Andrew Lund (Pace) asks: does the stimulus bill's restriction of performance-based executive compensation (to one-third of total compensation) presage the ultimate repeal of the exemption in § 162(m) for performance-based compensation from the prohibition on public company deductions for executive compensation in excess of $1 million for its top five officers:
Now that Congress has rejected performance-based pay as an effective tool for aligning executives’ interests with the federal-government-as-creditor, can the § 162(m) performance-based pay exception be far behind?
Maybe the federal government’s concerns as a creditor differ from the shareholder-intensive focus of § 162(m). If performance-based pay, as usually practiced, favors shareholders vis-à-vis creditors (and if we can justify preferring shareholders to creditors outside of the bailout context), the two positions are not necessarily irreconcilable. But I’m more than a little skeptical that Sen. Dodd was thinking about this shareholder/creditor distinction when he forced the provision through in the face of opposition from the Obama administration. Rather, it seems like Congress (and Barney Frank, in particular) doesn’t trust performance-based compensation anymore as a corporate governance tool. Accordingly, I suspect there’s a better than 50/50 chance that the § 162(m) loophole will be gone in the near future for all public companies. …
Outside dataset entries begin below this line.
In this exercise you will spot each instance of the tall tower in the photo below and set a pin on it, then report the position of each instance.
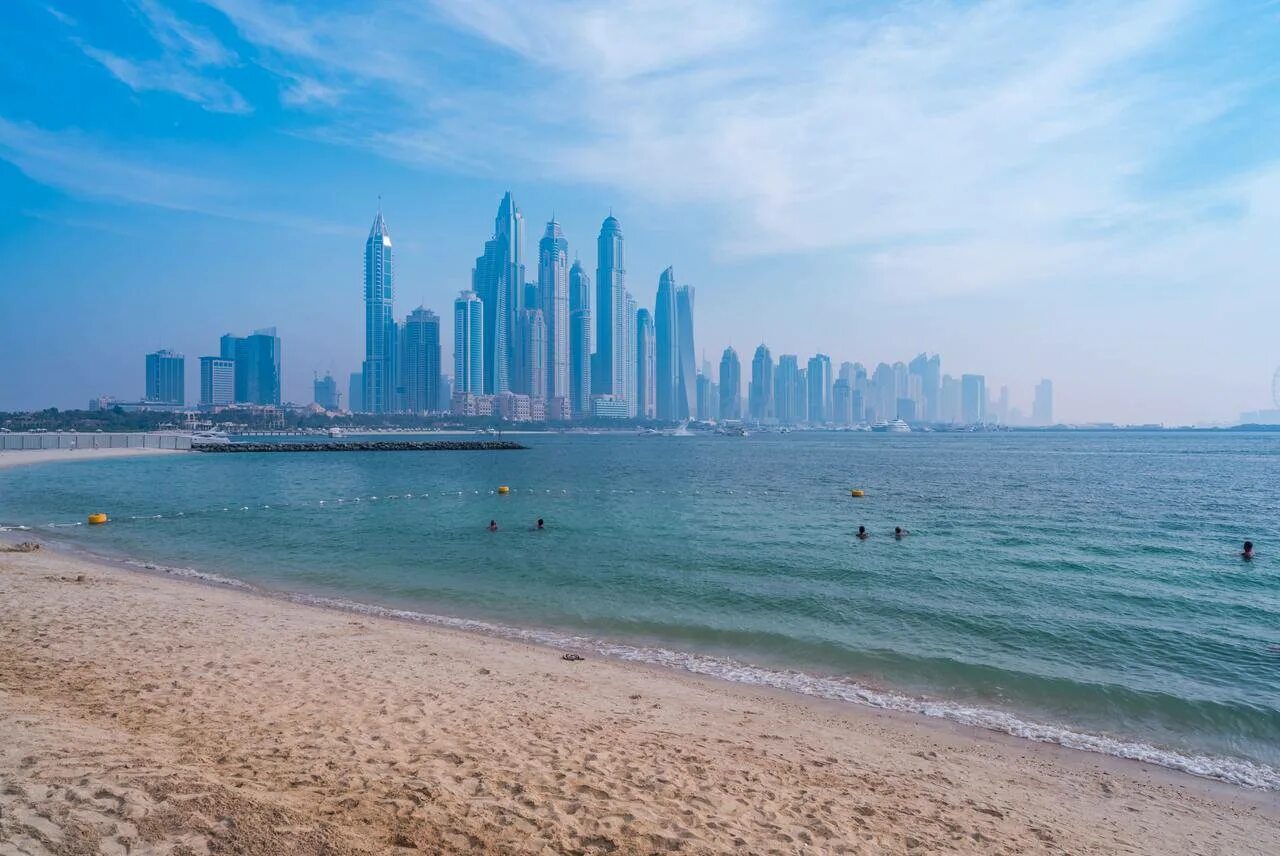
(498, 279)
(553, 300)
(686, 403)
(469, 344)
(731, 385)
(379, 367)
(608, 374)
(762, 384)
(647, 390)
(666, 348)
What would it mean to take away the deduction? It isn’t clear how much § 162(m) has really driven decisions about total compensation and, to the extent it has, whether it’s been a net positive. (See Gregg Polsky’s nice paper on the subject.) It certainly has shifted the kind of pay towards performance bonuses and stock options. And although the feds may not be into performance-based pay anymore, institutional shareholders still are. So the end of the § 162(m) exception would likely not signal a shift away from options to salary or lower total comp. Instead, it would only further level the playing field between plain vanilla options and both restricted stock and indexed options, neither of which currently count as “performance-based” for § 162(m) purposes unless vesting is conditioned on a performance hurdle.